Девичья грудь и грудь женщины - совсем разные… притяжения. Вот тема для стихотворения - разные возрасты жизни, разные радости. Что будет мне мило через десять лет? А через двадцать? А буду ли я через двадцать лет? Или, вслед за своими стихами, уйду за границу открытого космоса?

Когда полгода назад Игорёк хоронил маму, он взял под руку свою будущую жену, Анджелу Николаевну, поэтессу из Северного Казахстана, и почувствовал объём и тяжесть её груди. Это были странные ощущения жизни на берегу смерти неглубокой вечной могилы…

С трудом отодвигая пласты земляных воспоминаний, Игорёк лег на бок и представил жену в ванной - вскинутые руки, влажная грива черных влажных волос, отчетливая талия, тяжкие бедра - казахская Венера скульптурных форм в скользкой, скрывающей откровения, пене…

Вспомнился давно забытый Эдуардас Межелайтис и его поэтический цикл: «Твои волосы», «Твои глаза», «Твои руки»… или что-то вроде того.

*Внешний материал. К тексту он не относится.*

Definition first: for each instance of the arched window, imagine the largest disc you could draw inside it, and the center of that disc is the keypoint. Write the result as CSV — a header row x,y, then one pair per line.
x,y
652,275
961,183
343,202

«Твоя печень», «Твои подмышки», подумал Болтромеюк, «Твой мочевой пузырь», «Твоя левая грудь»…

По несложной ассоциации, он вспомнил о том, что молока для утреннего кофе нет, а стало быть, надо будет идти в магазин. И отлично!

Игорёк любил ходить в их супермаркет за какой-нибудь необходимой мелочью, особенно по выходным, особенно по утрам. Провинциальная, пустая в эти ранние часы Москва неизменно радовала Игорька. В супермаркете Болтромеюку кивала уже знакомая кассирша, удивительно похожая простоватой улыбкой «со щербинкой» на Аллу Пугачёву ещё приятного, среднего её возраста, истаявшего без следа.

- Как вы похожи, - вежливо и сдержанно восхитился при знакомстве Игорёк.

- Внебрачная, но любимая дочь примадонны, - серьезно пошутила кассирша, смутив Болтромеюка откровенным взглядом.

Игорёк замер в томительных, а значит, не совсем пус­тых предчувствиях.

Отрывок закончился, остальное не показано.